Second, but very important: I am a science journalist but not a medical doctor or other health care professional. I’ve compiled research here to debunk common misconceptions and clarify common concerns about the flu vaccine. This post does not constitute a recommendation from me personally to each reader to get a flu vaccine. You should always consult a reliable, trusted medical professional with questions that pertain specifically to you. For the CDC recommendations on the 2015-2016 flu vaccines (including information on which vaccines pregnant women, the elderly and children under 2 should *not* get), please consult the CDC flu vaccine recommendations directly. There are indeed people who should *not* get the flu vaccine.
To make it easier to navigate, I’ve listed all 31 concerns at the top followed by the factual information below it. They hyperlinked facts will jump to that explanation. I use “flu shot” and “flu vaccine” interchangeably to refer to any type of flu vaccine, including the nasal vaccine.
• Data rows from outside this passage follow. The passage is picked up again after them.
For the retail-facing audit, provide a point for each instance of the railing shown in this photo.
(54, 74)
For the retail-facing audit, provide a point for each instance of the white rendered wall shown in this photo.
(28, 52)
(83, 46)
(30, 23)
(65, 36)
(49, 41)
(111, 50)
Concern #1: Can getting the flu vaccine give you the flu or may you sick?
Fact: The flu shot can’t give you the flu.
Concern #2: Do I really need to get the flu vaccine this year if I got it last year?
Fact: For now, a new flu shot each year is still recommended.
Concern #3: Could getting the flu vaccine make it easier for me to catch viruses, pneumonia or other infectious diseases?
Fact: Flu vaccines reduce the risk of pneumonia and other illnesses.
Concern #4: Isn’t the flu shot just a “one size fits all” approach that doesn’t make sense for everyone?
Fact: You have many flu vaccine options, including egg-free, virus-free, preservative-free, low-dose, high-dose and no-needle choices.
Concern #5: Can the flu shot cause death?
Fact: There have been no confirmed deaths from the flu shot.
Concern #6: Aren’t deaths from the flu exaggerated?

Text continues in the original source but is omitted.